Education has also been another beneficiary, with education apps being downloaded at four times the rate of last year.  Both for children and adult education, the opportunity and desire to learn online is creating opportunities for new marketplaces. Education is a $5tn dollar market, but most of the money is spent offline. Coronavirus lockdowns around the world could unlock the floodgates to this market.

 

The rise of the passion economy

Another winner from the crisis is likely to be the so-called ‘passion economy’ –  the use of digital services to facilitate people’s passions and hobbies whether they be knitting, photography, crafting or studying.

Marketplaces, such as Udemy, an American online learning platform; CoachHub, a digital coaching platform; Jolt.io, an online business school; and meero, a marketplace for photographers, are tapping into our desire to learn new skills and empower people to monetise their passion digitally.

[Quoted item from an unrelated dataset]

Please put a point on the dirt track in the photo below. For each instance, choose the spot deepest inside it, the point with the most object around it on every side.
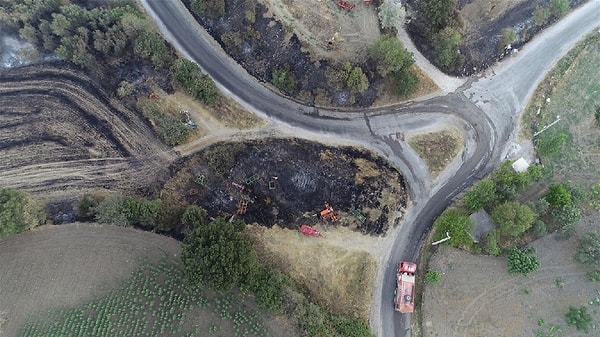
(61, 134)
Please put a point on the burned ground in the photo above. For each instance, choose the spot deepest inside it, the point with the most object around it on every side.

This sector of the economy  is expected to see rapid growth in the coming months and years as a global recession, uncertainty and layoffs, mean that people seek out alternative sources of income and ways to develop their skills.

 

The marketplace opportunity

The crisis has underlined the value of online marketplaces, showing that where  supply is unlocked, this sector has the ability to solve some of the world’s most pressing social issues. For example, car ownership and congestion in cities can be replaced by vehicles that are shared through a marketplace. If only a fraction of the money that is spent buying, insuring and maintaining cars was spent on using vehicles through a marketplace, this would be a huge opportunity.

In housing, digital marketplaces are common for sales but we are yet to see the evolution of a marketplace that can tackle housing shortages or sustainability. And in work, the growing army of gig or freelance workers means that recruitment is moving from a marketplace used solely to find a position to one on which people depend for their income. An increasing number of people will rely on such a marketplace for both the distribution of jobs and for income.